A US District Court judge restored federal protections Monday to about 700 grizzly bears living in and around Yellowstone National Park, canceling planned hunts in Wyoming and Idaho and overturning a Trump administration finding that the iconic population had recovered.
In a 48-page order, Judge Dana L. Christensen wrote that the case was "not about the ethics of hunting, and it is not about solving human- or livestock-grizzly conflicts."
Instead, he said, the ruling was based on his determination that the US Fish and Wildlife Service had illegally failed to consider how removing the Yellowstone bears from the endangered species list would affect other protected grizzly populations, and that its analysis of future threats to the bears was "arbitrary and capricious".
The decision sided with multiple conservation and tribal organizations that sued Fish and Wildlife after it delisted Yellowstone grizzlies in 2017, and it supported one of their primary contentions: that the isolation of the bear population, which is expanding outward but remains unconnected to the other major US grizzly population near the Canada border, makes it genetically vulnerable.
"The Service appropriately recognized that the population's genetic health is a significant factor demanding consideration," Christensen wrote.
"However, it misread the scientific studies it relied upon, failing to recognize that all evidence suggests that the long-term viability of the Greater Yellowstone grizzly is far less certain absent new genetic material."
In a statement, Fish and Wildlife said it was reviewing the ruling and noted that it means the bears' management - in the hands of Wyoming, Montana and Idaho since last year - now returns to the federal government.
Nevertheless, the agency said, "we stand behind our finding that the Greater Yellowstone Ecosystem grizzly bear is biologically recovered and no longer requires protection. … Our determination was based on our rigorous interpretation of the law and is supported by the best available science and a comprehensive conservation strategy developed with our federal, state, and tribal partners."
The ruling came amid heightening criticism of the Endangered Species Act from conservatives who say it imposes steep burdens on private landowners and industry while failing to restore imperiled populations back to their historic levels.
The Department of Interior proposed regulations this summer that would overhaul the law, while GOP lawmakers have proposed a slew of bills that would remove protections for specific species from the list and bar them from being listed in the first place.
"This is a prime example why Congress should modernize the Endangered Species Act.

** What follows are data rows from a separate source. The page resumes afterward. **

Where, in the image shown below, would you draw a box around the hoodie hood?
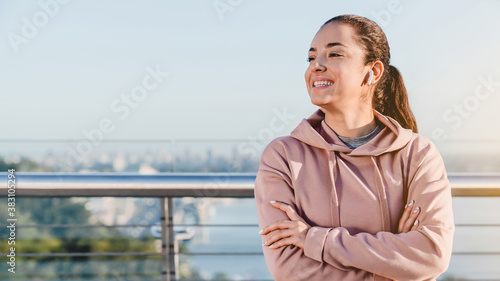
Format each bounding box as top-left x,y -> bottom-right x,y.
290,109 -> 413,156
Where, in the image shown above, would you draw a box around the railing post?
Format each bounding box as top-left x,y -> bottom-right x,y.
160,197 -> 176,281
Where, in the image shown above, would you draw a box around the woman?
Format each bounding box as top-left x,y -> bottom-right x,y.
255,15 -> 455,281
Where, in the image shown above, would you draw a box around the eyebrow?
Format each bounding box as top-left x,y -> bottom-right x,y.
309,42 -> 347,52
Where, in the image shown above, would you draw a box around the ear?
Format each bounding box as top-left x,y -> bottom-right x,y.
371,60 -> 384,85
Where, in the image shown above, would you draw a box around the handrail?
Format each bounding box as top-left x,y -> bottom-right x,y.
0,172 -> 500,198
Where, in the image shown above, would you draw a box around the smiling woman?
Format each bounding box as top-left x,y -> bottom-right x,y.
255,15 -> 455,281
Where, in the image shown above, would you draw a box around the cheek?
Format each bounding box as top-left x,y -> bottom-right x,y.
304,67 -> 311,89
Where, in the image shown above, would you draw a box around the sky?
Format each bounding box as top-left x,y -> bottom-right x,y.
0,0 -> 500,154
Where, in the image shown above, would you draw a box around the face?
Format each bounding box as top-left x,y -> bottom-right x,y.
305,23 -> 370,108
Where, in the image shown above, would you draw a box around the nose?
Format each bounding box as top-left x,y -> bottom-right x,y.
311,57 -> 326,72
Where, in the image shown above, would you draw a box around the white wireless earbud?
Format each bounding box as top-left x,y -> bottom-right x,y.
367,69 -> 373,86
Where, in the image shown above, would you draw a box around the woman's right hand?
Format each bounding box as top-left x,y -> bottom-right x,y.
398,200 -> 420,233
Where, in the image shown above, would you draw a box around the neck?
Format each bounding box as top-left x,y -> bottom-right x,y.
323,107 -> 377,138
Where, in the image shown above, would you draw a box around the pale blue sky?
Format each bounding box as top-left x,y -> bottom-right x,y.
0,0 -> 500,152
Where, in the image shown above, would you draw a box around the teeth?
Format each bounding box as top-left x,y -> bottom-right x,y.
314,81 -> 333,87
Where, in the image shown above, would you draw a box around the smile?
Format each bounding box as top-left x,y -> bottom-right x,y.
313,81 -> 333,88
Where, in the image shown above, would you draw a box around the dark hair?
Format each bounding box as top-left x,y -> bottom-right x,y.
321,15 -> 418,133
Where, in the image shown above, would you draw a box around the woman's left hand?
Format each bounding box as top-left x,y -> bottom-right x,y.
259,201 -> 311,249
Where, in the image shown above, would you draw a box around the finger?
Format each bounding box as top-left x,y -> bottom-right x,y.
269,201 -> 302,220
259,220 -> 294,235
398,200 -> 415,233
403,207 -> 420,232
262,229 -> 294,246
268,236 -> 297,249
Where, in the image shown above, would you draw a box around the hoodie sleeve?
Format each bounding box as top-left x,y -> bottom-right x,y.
304,136 -> 455,280
254,140 -> 373,281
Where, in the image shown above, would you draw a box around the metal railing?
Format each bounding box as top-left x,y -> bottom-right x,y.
0,172 -> 500,280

We should elevate the role of states and local experts who are on the ground working with the grizzly - and other endangered species - on a daily basis," Wyoming Senator John Barrasso, chairman of the Senate Committee on Environment and Public Works, said in a statement Tuesday.
He added: " The grizzly is recovered in Wyoming. Period."
Monday's ruling was the latest legal setback for the Trump administration's environmental agenda.
Federal courts have ruled against Interior, the Environmental Protection Agency and the Commerce Department on several fronts, including a decision last month that blocked the administration from modifying a ban on imports of all seafood caught with gillnets in Mexico because the practice threatens the critically endangered vaquita porpoise.
Grizzlies in the Lower 48 were placed on the Endangered Species List in 1975, by which point the predators had been eradicated from 98 percent of their historical range and the Yellowstone-area population had dropped to fewer than 140 bears.
The federal government first delisted Yellowstone grizzlies in 2007, when their numbers had rebounded to well above 500. But that decision was also overturned in federal court, which found that the animals' survival was threatened by the loss of a key food source because of climate change.
Last year, Fish and Wildlife said it had concluded that the dwindling availability of that food, whitebark pine seeds, did not pose a major threat to the population.
The grizzly decision was a victory for an array of groups that sued to retain protections for grizzlies and argued that Wyoming's hunt - which would have allowed the killing of up to 22 bears - would pile unnecessary deaths onto mortality levels that are increasing because of bear run-ins with hunters, ranchers and cars.
Supporters of the hunt, including the National Rifle Association and some ranching groups, argued that it was necessary to control the grizzly population and might remove "problem" bears. Federal scientists said a limited hunt would not harm the population.
"We're glad the court sided with science instead of states bent on reducing the Yellowstone grizzly population and subjecting these beloved bears to a trophy hunt," said Bonnie Rice, a senior representative with the Sierra Club, one of the organizations that sued.
"Changing food sources, isolation, inadequate state management plans and other threats that grizzly bears continue to face warrant strong protections until they reach full recovery."